A proposta, que tramitou no Congresso Nacional, foi aprovada após intensas negociações e divergências entre governo e oposição. Apesar da sanção, Lula aplicou dois vetos considerados centrais no texto original.
O primeiro veto recaiu sobre o trecho que equiparava penas entre integrantes de facções criminosas e pessoas sem vínculo com organizações. Segundo o governo, a medida poderia ser considerada inconstitucional e abrir margem para criminalização indevida de movimentos sociais.
O segundo veto trata da destinação de bens e valores apreendidos do crime organizado. O projeto previa o repasse desses recursos a estados e ao Distrito Federal, mas o presidente decidiu manter os valores sob controle da União, argumentando necessidade de reforçar o Fundo Nacional de Segurança Pública em um cenário de maior demanda por investimentos na área.

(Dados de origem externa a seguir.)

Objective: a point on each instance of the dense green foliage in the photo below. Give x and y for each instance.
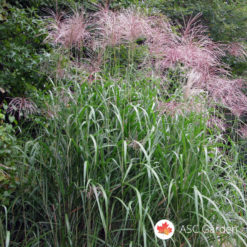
(98, 141)
(107, 166)
(22, 52)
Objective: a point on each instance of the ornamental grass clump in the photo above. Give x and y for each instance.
(67, 30)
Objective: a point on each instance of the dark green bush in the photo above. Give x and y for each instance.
(22, 51)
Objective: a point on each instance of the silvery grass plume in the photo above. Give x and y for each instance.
(68, 30)
(22, 107)
(193, 48)
(237, 50)
(203, 59)
(121, 27)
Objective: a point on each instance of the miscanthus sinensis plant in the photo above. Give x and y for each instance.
(189, 47)
(107, 166)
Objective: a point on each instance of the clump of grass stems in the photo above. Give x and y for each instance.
(107, 166)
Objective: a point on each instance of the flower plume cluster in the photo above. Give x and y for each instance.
(190, 47)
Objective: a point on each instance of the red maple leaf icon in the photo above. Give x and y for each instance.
(164, 229)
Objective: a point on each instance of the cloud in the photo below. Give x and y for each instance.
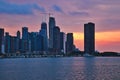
(79, 13)
(19, 9)
(57, 8)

A lei também foi marcada por resistências dentro da própria base governista, que inicialmente se posicionava contra pontos do projeto. O texto ganhou impulso político após operações policiais de grande impacto, como a realizada nos Complexos da Penha e do Alemão, no Rio de Janeiro, que intensificaram o debate sobre segurança pública no país.
Batizada em homenagem ao ex-ministro Raul Jungmann, a nova legislação representa uma tentativa de resposta institucional ao avanço das facções criminosas, ao mesmo tempo em que evidencia tensões políticas sobre os limites e estratégias no combate ao crime organizado.